We’ve just completed a pretty intense couple hours discussing how to teach paragraph development and introductions in level 2. The challenge in the first case arises from the need for second year students to exercise a great deal more judment than they were required to exercise in level I of LTW. That makes it harder for the teacher because, while it is pretty easy to know whether a person can duplicate a process, it’s much harder to assess how much judgment they are capable of exercising and how much they have exercised. So we’ve identified some principles of a good paragraph and some ways to make sure the students can think about them.

The introduction (exordium) challenge arises from the need to take your argument (the part level I focuses on most) and relate it effectively to the audience and the circumstances (which level II attends to much more closely). The Ad Herennium gives a series of questions you can ask to develop your introduction, but they’re very concise and not altogether consistent, so that led to some heated discussions around the planning table. Years ago I developed some exercise templates based on my best understanding of the Ad Herennium, but I couldn’t find them this morning so I hope they are in my old computer or at least that I have hard copies in my office.

Now I need to take a moment to review Aristotle on Rhetoric to see what he has to say about the introduction. You’ll see the fruit of our labour in Level II of The Lost Tools of Writing.

See you soon

Socrates and Meno at the apprenticeship retreat

Here I am at the apprentice retreat and everybody thinks I am dutifully typing notes, but really I’m blogging.

Just kidding. We’ve just completed a brief discussion about Plato’s short dialogue called the Meno in which Socrates discusses whether virtue can be taught with Meno and Plato gives two very clear models of Socratic dialectics. I highly recommend this dialogue to anybody who wants to understand the Socratic approach. In one case, Socrates models his approach to learning with Meno. In the other, he abbreviates it by interacting with a slave boy to teach him geometry. No time for detail, but here’s a very brief summary:

The Socratic mode

Stage one: Socrates and Meno are on different sides, Socrates striving to reveal the contradictions in Meno’s argument

Transition: metanoia (turning point/repentance): Meno admits: “I don’t know”

Stage two: Socrates and Meno are on the same side, journeying toward truth TOGETHER, neither pretending to know it.

Requires that both parties acknowledge that they don’t know

Thus Meno’s question: how can you seek something you don’t know

Anytus never hits metanoia so they never join together in the quest

 

More later. Now we have to discuss LTW II.

Apprenticeship retreat launch

I’m in Houston for the winter apprenticeship retreat so I’m going to try to post an entry or two during the day to let you know what’s happening. I’ll say this to embitter you yangki’s: it’s about 70 degrees outside. Having grown up in Wisconsin, I can hardly absorb a January day in the 70’s.

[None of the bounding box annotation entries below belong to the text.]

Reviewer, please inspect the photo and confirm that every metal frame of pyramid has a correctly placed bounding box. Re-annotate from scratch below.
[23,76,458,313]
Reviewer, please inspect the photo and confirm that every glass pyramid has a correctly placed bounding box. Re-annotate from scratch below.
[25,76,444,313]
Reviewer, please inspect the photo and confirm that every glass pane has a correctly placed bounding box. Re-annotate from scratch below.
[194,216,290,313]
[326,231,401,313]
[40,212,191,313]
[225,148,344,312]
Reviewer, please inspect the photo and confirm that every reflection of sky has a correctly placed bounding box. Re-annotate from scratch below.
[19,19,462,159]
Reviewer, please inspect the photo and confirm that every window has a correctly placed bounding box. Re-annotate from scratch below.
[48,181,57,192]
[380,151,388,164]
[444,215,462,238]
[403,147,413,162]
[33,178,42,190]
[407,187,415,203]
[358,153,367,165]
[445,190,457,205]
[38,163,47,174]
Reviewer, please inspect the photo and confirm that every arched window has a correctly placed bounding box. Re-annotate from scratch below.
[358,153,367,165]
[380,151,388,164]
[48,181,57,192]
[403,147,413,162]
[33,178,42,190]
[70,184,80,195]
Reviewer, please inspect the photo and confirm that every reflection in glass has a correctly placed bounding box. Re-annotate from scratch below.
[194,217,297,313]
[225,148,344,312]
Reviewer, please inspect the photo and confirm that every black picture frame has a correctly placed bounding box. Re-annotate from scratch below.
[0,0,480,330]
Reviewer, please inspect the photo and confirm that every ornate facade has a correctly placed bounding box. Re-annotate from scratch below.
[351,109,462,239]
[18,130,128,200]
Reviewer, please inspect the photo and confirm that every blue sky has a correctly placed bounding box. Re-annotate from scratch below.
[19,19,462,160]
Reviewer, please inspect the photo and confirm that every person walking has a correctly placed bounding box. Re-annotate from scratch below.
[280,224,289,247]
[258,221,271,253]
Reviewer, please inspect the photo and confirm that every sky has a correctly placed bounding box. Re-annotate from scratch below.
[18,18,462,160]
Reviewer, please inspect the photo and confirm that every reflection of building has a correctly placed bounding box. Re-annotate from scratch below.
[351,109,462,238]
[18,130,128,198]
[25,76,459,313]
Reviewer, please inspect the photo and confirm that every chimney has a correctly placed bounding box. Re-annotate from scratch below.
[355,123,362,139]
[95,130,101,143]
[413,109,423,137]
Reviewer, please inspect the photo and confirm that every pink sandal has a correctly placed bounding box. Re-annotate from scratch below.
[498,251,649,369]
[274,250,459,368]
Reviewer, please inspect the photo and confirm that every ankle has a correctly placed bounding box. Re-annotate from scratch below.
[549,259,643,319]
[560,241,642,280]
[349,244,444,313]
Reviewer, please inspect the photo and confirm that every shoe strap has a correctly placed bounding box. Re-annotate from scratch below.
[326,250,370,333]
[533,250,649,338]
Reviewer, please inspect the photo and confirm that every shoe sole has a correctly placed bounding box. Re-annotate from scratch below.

Also, I have to report on a church I saw driving to my present abode (the Wrobleske’s). This church was just off the highway and it had a marvelous sign out front announcing its presence. But the building itself didn’t even measure up to the common warehouse architecture of the typical American church. What are they trying to say about themselves? More importantly, what are they saying about their God?

One topic of discussion I hope to pursue over the next couple days is Latin in the grammar school. Leah Lutz, a leader among the journeymen, wrote an essay for this retreat about the way we teach Latin and she included some very provocative reflections. I am eager to hear more of what she has to say. Hopefully, I can seek in a post or two here.

The apprenticeship meetings go Thursday to Saturday, so keep your banana peeled and your alerts alert.